Spike, that link was very interesting and google offered a ton of additional info on the EAV model. Doc, your response heads down this path as well and is inline with option #2 from my OP. So far this is how i am mapping it out:

tbl_Project stores data specific to the project (things like project title, funding details etc...)

tbl_Project_Question_Unique has the following fields:
- PQUID (Autonumber, PK)
- ProjectID (N, FK)
- PQU_Question (T)
- PQU_Data_Type (T) - values like string, double, long etc
- PQU_Data_Type_Format (T) - values like percent etc
- PQU_Data_Validation (T) - I am using a series of preset codes and am going to use a function to validate the result of these codes, this way i can set a value limit or acceptable value range etc.

tbl_Project_Result stores general data for all projects (result date, person recording etc...)

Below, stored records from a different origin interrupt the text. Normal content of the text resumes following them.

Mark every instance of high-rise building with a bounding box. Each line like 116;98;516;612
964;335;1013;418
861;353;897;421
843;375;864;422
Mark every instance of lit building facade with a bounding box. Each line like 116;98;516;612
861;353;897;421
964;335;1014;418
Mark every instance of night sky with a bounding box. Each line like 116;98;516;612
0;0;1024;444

tbl_Project_Result_Unique stores the values for the unique results appropriate to the project. The following fields are included:
- PRUID (Autonumber, PK)
- PRID (N, FK from tbl_Project_Result)
- PQUID (N, FK from tbl_Project_Question_Unique)
- PRU_Value (T)

The plan is as follows. Every time a user initiates a new result set, they are prompted via a dialog form to select the appropriate project, the record is created with a few assumptions pre-filled (Person logging the result, date/time stamp etc), the unique project related questions will also be pre-populated into a subform for this result set, so the user is only presented with the unique questions appropriate to this project.

Personally, i think this method will be pretty straight forward. Managing data types and validation rules will be the most tricky part, but a few decent functions triggered by the beforeupdate event of the result entry text box control should do the trick.

We will see if this turns out to be intuitive enough for the end user.